Controlling the copy
number of gene expression cassettes is an
important strategy to engineer bacterial cells into high-efficiency
biocatalysts. Current strategies mostly use plasmid vectors, but multicopy
plasmids are often genetically unstable, and their copy numbers cannot
be precisely controlled. The integration of expression cassettes into
a bacterial chromosome has advantages, but iterative integration is
laborious, and it is challenging to obtain a library with varied gene
doses for phenotype characterization. Here, we demonstrated that multicopy
chromosomal integration using CRISPR-associated transposases (MUCICAT)

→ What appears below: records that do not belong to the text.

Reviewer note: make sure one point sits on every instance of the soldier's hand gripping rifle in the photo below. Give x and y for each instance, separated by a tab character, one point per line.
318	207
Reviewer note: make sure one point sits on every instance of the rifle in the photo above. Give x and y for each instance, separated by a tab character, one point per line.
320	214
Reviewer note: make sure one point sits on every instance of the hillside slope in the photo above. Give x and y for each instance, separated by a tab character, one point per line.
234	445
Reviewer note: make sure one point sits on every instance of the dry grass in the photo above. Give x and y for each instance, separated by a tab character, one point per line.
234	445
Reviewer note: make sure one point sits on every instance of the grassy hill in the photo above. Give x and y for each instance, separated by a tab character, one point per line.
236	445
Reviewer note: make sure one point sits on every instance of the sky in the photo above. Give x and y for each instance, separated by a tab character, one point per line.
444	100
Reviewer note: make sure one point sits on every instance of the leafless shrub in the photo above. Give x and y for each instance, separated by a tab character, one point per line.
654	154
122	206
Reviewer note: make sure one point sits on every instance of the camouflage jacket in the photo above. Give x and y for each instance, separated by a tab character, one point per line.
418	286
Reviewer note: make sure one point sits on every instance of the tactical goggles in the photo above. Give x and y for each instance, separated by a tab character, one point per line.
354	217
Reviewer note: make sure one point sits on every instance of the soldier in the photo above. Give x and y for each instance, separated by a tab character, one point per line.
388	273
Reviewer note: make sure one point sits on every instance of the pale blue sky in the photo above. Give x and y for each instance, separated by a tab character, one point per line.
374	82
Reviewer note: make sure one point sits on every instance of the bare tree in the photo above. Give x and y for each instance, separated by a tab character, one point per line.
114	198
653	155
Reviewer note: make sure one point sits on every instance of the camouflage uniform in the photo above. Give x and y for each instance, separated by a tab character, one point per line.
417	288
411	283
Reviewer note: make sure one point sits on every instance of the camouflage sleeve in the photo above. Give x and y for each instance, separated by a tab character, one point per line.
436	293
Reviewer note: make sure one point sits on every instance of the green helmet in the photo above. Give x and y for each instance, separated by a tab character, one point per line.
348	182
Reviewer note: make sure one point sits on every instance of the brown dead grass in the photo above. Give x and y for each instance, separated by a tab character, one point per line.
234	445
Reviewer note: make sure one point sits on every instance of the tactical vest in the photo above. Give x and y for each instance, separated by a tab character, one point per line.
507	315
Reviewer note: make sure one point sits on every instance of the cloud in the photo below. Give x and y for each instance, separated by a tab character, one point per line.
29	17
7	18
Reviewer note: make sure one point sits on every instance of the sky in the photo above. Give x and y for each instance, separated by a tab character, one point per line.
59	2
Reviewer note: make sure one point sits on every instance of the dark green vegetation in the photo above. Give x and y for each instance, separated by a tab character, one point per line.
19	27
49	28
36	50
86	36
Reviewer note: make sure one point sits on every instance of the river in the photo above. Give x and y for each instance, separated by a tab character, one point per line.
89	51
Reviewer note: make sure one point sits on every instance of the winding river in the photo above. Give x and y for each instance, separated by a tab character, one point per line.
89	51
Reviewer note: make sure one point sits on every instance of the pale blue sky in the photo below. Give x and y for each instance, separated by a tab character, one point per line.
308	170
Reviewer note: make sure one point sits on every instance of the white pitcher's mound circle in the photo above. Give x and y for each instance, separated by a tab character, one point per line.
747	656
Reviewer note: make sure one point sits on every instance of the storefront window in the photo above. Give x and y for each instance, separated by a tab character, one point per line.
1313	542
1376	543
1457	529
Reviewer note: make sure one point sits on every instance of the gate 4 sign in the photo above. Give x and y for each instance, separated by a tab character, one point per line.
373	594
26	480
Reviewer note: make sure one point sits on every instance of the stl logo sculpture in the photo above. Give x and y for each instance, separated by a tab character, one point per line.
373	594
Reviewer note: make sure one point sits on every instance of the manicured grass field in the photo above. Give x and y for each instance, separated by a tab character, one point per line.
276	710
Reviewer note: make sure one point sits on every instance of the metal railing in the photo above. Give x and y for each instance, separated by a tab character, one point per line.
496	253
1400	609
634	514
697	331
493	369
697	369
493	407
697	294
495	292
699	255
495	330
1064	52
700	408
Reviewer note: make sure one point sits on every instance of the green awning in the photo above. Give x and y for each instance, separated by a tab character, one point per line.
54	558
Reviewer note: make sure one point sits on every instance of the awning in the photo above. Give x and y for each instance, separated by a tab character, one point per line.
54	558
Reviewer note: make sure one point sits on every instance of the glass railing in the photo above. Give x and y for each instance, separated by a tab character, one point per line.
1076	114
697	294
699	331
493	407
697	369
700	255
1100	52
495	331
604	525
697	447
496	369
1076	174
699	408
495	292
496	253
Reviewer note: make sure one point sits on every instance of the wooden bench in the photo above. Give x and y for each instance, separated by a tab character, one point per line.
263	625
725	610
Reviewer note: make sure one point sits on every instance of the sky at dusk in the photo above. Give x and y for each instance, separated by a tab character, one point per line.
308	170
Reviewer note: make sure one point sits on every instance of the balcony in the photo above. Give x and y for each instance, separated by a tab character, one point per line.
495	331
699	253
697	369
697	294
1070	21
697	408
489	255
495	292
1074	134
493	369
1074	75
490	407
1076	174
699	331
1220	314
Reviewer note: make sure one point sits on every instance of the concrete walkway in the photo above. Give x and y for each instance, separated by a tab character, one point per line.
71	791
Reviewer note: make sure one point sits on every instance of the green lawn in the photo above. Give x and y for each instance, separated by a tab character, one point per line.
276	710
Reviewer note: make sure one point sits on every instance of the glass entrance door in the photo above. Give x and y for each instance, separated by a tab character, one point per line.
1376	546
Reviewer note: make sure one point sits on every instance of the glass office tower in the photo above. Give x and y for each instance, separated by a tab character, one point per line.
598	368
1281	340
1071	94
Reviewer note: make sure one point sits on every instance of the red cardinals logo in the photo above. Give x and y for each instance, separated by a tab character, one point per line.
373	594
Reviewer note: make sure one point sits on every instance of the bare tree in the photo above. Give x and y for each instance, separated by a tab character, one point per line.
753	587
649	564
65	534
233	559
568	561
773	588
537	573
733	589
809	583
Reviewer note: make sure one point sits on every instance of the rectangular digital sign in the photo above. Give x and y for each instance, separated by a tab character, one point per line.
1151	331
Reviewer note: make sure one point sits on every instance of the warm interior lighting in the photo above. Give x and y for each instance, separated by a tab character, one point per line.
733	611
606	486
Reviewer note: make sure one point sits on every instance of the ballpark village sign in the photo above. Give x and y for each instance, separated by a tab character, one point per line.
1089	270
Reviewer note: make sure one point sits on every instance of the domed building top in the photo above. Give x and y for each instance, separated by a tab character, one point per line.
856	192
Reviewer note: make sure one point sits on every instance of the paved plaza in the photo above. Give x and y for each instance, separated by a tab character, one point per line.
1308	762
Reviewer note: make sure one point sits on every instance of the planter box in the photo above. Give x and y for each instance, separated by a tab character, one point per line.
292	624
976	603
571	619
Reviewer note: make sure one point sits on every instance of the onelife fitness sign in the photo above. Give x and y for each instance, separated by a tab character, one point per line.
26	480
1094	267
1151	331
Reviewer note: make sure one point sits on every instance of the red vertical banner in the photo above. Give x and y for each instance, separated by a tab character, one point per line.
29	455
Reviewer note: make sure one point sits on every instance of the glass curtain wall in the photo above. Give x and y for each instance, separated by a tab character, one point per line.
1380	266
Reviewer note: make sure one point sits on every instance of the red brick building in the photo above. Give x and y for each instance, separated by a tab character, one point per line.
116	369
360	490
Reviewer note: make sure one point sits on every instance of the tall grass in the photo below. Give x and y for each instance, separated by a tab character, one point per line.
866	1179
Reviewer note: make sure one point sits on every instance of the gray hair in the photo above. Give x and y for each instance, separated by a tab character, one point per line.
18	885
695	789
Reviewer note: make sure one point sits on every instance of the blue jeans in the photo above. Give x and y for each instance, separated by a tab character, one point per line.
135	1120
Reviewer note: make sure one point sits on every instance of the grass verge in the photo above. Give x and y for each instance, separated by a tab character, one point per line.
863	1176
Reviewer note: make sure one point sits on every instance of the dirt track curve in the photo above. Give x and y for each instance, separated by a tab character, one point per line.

can be achieved by designing a crRNA to target multicopy loci or a
crRNA array to target multiple loci in the Escherichia coli genome. Within 5 days without selection pressure, E. coli strains carrying cargos with successively increasing copy numbers
(up to 10) were obtained. Recombinant MUCICAT E. coli containing genomic multicopy glucose dehydrogenase expression cassettes
showed 2.6-fold increased expression of this important industrial
enzyme compared to E. coli harboring
the conventional protein-expressing plasmid pET24a. Successful extension
of MUCICAT to Tatumella citrea further demonstrated
that MUCICAT may be generally applied to many bacterial species.